For some Members it really is as simple as pointing out the growth and centrality of digital technologies for civic use. Those of us who are fairly immersed in this stuff and see the growth in hyperlocal sites or community projects online get frustrated about the pace of change but one of the effects of the online space is the homogeneity of our experience – we tend to see what the people we follow see and this creates an amplification effect around the perceived centrality of social media. The truth is probably balanced somewhere between us evangelist types and the people who are not online at all. Simply pointing out the facts (and there are loads) on online adoption and the behaviour shifts seen with smartphone and tablet take up is often enough to get people thinking differently. By drawing together some of the offline social changes around for example in the shift towards less hierarchical and more networked organisations, or by looking at the public desire for greater openness which is so central to the online world, you can present the growth of social media as a symptom as much as a cause and so give it the relevance it needs if people are going to dedicate time to using it. Want to do something to help these people? Show them the facts.

Apathy or arrogance?
However, there is another group of members who I encounter who object to social media not because they don’t see how it could help but because they don’t think the public want to participate. This will either be spoken of in resigned terms – “I wish the public were interested but they just aren’t” or in a slightly more aggressive tone of “my voters are perfectly happy and don’t need any more contact with me”. The members who make this point are often fairly cross about the idea of more participation being needed – I am not sure if they are threatened or just a bit insulted by the idea. What I am not sure about with respect to the group is whether at the heart of it they are rejecting the idea that we need to change the way we are ‘doing democracy’ which is implicit in my belief that we need greater participation between elections. This group put the problem of democratic deficit fairly squarely on the shoulders of the public who are not turning out to vote.

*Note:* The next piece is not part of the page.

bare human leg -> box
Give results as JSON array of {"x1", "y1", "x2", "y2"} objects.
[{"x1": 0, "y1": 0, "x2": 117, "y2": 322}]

I find this group particularly disturbing because I meet a lot of them – I am not sure I have a suggestion for how to make a difference here apart from persistence and robust debate.
Most groups I encounter will have a mix of enthusiasts and openminded learners but there are always some of the these rather angry people who just don’t want things to change. Some of them have a thought out position on this but many that I encounter don’t.  It is the balance of these groups within a Council that is critical to moving forward. The more I do these sessions the more I let my frustration show (which is possibly not a good thing) because I think the evidence of the need for change in the democratic process is mounting and we are also close to a burning platform of financial crisis in Local government which, irrespective of ideological concerns will make it essential that we evolve the citizen/state relationship because we will need to the public to do more for themselves. And you know what, there is also evidence that in the right circumstances that they are prepared to do more.

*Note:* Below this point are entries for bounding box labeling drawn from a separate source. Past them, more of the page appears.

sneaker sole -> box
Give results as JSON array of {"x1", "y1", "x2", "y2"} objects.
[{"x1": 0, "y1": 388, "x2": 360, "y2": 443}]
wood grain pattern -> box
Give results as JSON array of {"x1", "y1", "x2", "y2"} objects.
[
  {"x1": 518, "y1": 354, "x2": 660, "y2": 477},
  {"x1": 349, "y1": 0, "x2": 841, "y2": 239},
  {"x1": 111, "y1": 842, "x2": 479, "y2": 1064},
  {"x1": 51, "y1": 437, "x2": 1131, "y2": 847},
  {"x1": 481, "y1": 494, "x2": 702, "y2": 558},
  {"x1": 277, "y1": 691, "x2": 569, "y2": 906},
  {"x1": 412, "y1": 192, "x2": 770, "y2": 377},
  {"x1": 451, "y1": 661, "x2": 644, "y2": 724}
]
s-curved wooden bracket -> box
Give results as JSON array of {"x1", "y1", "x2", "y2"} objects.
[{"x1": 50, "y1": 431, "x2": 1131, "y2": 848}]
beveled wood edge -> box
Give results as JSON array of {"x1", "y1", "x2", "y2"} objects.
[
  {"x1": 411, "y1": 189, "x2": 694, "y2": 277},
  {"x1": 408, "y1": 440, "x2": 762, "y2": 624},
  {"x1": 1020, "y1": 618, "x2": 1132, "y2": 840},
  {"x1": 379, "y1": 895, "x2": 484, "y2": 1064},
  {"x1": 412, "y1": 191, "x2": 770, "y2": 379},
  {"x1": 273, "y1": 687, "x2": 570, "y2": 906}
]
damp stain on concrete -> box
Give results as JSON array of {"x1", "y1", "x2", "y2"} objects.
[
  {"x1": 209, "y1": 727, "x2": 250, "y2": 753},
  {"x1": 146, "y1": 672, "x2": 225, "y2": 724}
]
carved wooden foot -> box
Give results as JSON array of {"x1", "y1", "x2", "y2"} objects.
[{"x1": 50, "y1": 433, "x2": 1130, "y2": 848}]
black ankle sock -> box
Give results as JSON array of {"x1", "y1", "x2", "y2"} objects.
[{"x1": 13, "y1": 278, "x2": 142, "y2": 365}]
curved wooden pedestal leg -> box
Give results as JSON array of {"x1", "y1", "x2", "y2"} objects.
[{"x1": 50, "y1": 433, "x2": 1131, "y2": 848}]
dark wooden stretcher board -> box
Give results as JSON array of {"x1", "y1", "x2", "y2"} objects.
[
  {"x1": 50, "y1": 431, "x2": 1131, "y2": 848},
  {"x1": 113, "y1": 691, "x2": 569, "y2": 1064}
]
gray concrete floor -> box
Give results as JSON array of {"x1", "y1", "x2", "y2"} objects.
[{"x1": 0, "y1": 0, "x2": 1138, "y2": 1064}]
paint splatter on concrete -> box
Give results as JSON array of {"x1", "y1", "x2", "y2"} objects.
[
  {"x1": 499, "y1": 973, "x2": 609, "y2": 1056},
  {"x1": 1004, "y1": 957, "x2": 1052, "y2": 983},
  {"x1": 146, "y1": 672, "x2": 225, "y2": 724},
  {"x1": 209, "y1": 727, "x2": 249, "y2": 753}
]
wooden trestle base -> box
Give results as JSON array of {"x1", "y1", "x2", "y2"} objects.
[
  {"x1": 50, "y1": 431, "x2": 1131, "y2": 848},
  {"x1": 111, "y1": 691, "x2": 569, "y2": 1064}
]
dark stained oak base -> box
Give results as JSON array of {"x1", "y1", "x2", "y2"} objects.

This post is really the result of nearly 10 years of observations with respect to asking Politicians to consider how technology can change democracy. When we started suggesting that people webcast their council meeting we were met with a similar set of objections (and the far more relevant challenge of the fact that video over the 56kbps modem really did test your democratic resolve) and in some ways this has not changed. What has changed is the politics around this. We find far fewer Councils where the idea of using technology to make the Council more open and transparent (which is I believe the thrust of the webcasting project) is being rejected or being made to be a political issue and the battle ground around technology in the chamber has shifted to the degree of public participation. Even then we don’t see this splitting along party lines as we did with the webcasting and this is more likely to split along luddite / evangelist lines – with these two groups each having good and bad reasons for their positions. This makes the task of trying to create change programmes with members even greater as we are seeing two different interlocking dynamics as the party / technology groupings are different.

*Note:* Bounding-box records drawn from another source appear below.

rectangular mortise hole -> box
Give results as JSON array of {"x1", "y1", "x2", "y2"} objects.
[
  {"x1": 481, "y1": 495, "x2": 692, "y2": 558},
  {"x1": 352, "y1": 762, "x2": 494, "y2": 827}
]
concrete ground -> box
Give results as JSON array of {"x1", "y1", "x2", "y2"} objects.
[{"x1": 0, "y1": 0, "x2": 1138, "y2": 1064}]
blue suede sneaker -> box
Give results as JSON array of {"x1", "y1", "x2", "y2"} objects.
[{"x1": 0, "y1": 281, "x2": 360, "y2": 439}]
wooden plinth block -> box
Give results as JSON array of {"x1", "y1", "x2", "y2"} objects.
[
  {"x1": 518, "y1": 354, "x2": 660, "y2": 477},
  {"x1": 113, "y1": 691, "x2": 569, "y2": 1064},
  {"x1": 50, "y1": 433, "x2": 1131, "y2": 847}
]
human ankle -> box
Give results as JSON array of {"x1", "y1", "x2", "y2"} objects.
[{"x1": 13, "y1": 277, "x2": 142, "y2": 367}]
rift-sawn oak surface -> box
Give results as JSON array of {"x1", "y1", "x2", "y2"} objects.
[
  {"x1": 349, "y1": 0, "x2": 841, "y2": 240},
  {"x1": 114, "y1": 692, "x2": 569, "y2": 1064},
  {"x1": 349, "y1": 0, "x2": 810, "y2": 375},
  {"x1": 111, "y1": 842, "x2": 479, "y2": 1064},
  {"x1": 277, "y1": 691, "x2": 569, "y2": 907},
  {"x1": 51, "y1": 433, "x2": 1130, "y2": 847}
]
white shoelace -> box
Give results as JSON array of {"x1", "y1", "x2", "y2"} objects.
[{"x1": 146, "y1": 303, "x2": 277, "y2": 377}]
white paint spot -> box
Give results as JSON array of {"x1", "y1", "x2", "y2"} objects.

Returning to the question of participation, we are seeing more and more social media active members we are not seeing a step change in the way in which Councillors behave and I doubt we will with the current mix of enthusiasts, learners and naysayers. We will continue to see incremental change and improvement in this space but we won’t shift this as quickly as many of us would like without raising the level of urgency about this agenda.

What can we do this?

This isn’t about getting members online – as far as I am concerned this is about evolving our democratic process to respond to the social changes that we see with a more networked society. Getting members online and using social media could be seen as a positive byproduct of this process which is why the focus has to be on giving them a reason to go online rather than just teaching people tools.

There is also the question as to whether you should prioritise democratic reform when the rest of the system needs attention? I think we have to. There are financial savings to be had in changing the way that we manage our democracy and social gains to be made by creating a more connected community.

One way of moving forward on this is to remove the buffer zone of community engagement work and start to educate the public about politics. This is problematical as the public demonstrably dislike politics and process (Hansard) but by building the demand for change outside of the usual suspects group of digital evangelists we increase the chances of being heard.

Another way is for a body like the LGA to take responsibility for pushing this agenda, or for Political parties to take this on.  Another possibility is that we see something like the Pirate Party start to have the disruptive effect that has been seen in other EU democracies.

There is an inherent problem with democratic reform in that the time we get to spend on it is limited by the event horizon of the next election.  Perhaps the most important thing that may need to happen is for this issue of greater participation between elections needs to gain the kind of persistence in political circles that the idea of openness and transparency seems to have now done so that this debate can grow past the next vote.

One of the items we have put in our proposal for Creative Councils is the suggestion that we host an Action Research network looking at the emergent changes in the way in which officers and members are interacting with citizens.  Following a fascinating meeting with some local community engagement experts and councillors last week I wanted to let more people know what we are up to as there are lots of opportunities to collaborate – I hope!

The exploration of new forms of engagement is a strand of work which has been emerging from the We Live Here project, and to be honest a number of other things I have been working on. Its obvious that if we your ambition is to try to reinvigorate civic participation – or at least give it the environment it needs to flourish in the 21st century – then you also need to work with engagement officers and volunteers to look at how their professional practice needs to adjust to this change. We want to make sure that we are doing robust research into the effects – planned and unplanned – that we are having at the same time as ensuring that we don’t get focused on evaluation rather than progress and we believe that an action research approach will help achieve this.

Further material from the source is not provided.